Pre-Quantum Electrodynamics

\paragraph{Example 5.11:} a spherical shell of radius \(R\), carrying a uniform surface charge \(\sigma\), is set spinning at angular velocity \(\omega\). Find the vector potential at \({\bf r}\). \paragraph{Solution:} do it by yourselves. Fun conclusion: the field inside the sphere is uniform ! \[ {\bf B} = \frac{2}{3} \mu_0 \sigma R {\boldsymbol \omega}. \label{Gr(5.68)} \]

\paragraph{Example 5.12:} find the vector potential of an infinite solenoid with \(n\) turns pet unit length, radius \(R\) and current \(I\). \paragraph{Solution:} cannot use \ref{Gr(5.64)} since the current extends to infinity ({\bf Comment:} check that the integral converges anyway, by combining the integrals for \(z > 0\) and \(z < 0\) into one).

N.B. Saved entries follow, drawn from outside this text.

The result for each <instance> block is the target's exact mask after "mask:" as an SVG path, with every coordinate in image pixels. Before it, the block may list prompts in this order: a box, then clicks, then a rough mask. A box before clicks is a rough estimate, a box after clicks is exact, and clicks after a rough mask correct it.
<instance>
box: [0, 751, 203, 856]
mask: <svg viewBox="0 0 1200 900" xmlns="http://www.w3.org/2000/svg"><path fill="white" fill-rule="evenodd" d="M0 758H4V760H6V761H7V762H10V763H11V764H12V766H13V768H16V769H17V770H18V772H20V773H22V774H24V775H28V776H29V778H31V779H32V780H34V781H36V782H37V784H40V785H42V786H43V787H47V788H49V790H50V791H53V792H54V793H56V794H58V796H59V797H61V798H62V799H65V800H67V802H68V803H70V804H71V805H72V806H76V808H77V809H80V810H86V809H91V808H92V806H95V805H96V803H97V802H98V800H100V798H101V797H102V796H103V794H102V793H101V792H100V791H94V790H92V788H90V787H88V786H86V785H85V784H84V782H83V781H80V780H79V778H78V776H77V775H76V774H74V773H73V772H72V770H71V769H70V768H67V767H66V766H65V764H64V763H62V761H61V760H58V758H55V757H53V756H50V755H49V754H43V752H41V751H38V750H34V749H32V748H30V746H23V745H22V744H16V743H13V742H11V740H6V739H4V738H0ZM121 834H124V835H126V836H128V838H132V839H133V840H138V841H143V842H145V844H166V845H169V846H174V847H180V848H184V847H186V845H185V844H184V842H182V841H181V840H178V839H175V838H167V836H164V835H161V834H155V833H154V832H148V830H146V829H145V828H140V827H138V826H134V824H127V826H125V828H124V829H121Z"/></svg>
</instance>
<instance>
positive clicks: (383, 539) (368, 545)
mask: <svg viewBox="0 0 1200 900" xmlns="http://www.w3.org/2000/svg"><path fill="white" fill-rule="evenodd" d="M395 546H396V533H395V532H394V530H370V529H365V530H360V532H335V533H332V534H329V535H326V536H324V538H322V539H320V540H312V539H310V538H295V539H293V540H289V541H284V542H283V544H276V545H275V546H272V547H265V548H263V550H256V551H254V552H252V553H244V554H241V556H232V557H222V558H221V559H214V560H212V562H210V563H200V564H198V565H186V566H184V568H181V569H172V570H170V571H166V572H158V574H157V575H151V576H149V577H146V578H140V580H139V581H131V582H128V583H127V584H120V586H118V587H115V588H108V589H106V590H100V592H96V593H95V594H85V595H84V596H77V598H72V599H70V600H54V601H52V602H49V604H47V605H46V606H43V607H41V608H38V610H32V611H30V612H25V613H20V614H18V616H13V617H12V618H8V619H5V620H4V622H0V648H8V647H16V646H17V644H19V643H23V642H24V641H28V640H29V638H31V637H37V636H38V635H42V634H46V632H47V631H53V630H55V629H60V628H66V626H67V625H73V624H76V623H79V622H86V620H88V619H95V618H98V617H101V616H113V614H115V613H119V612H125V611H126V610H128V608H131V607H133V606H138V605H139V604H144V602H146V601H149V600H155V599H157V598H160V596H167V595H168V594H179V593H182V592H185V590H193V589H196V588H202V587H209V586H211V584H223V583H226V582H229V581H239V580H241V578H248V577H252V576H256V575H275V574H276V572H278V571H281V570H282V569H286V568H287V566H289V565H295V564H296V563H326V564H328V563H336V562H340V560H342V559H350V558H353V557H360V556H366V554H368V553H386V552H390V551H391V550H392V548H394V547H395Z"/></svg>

{\bf Nice trick:} notice that \[ \oint {\bf A} \cdot d{\bf l} = \int ({\boldsymbol \nabla} \times {\bf A}) \cdot d{\bf a} = \int {\bf B} \cdot d{\bf a} = \Phi. \label{Gr(5.69)} \] This is reminiscent of Ampère's law in integral form, \ref{Gr(5.55)}, \[ \oint {\bf B} \cdot d{\bf l} = \mu_0 I_{enc}. \] It's the same equation ! Replacement: \({\bf B} \rightarrow {\bf A}\) and \(\mu_0 I_{enc} \rightarrow \Phi\). And to paraphrase Feynman's lectures: {\it the same equations have the same solutions.}

Use symmetry: vector potential can only be cicumferential. Using an 'amperian' loop at a radius \(s\) {\it inside} the solenoid, and the fact that the field inside a solenoid is \(\mu_0 n I\) (\ref{Gr(5.57)}), we get \[ \oint {\bf A} \cdot d{\bf l} = A (2\pi s) = \int {\bf B} \cdot d{\bf a} = \mu_0 n I (\pi s^2), \] so \[ {\bf A} = \frac{\mu_0 n I}{2} s \hat{\boldsymbol \varphi}, \hspace{1cm} s < R. \label{Gr(5.70)} \] For an 'amperian' loop outside, the flux is always \(\mu_0 n I (\pi R^2)\), so \[ {\bf A} = \frac{\mu_0 n I}{2} \frac{R^2}{s} \hat{\boldsymbol \varphi}, \hspace{1cm} s > R. \label{Gr(5.71)} \] \paragraph{Exercise:} check that \({\boldsymbol \nabla} \times {\bf A} = {\bf B}\) and that \({\boldsymbol \nabla} \cdot {\bf A} = 0\).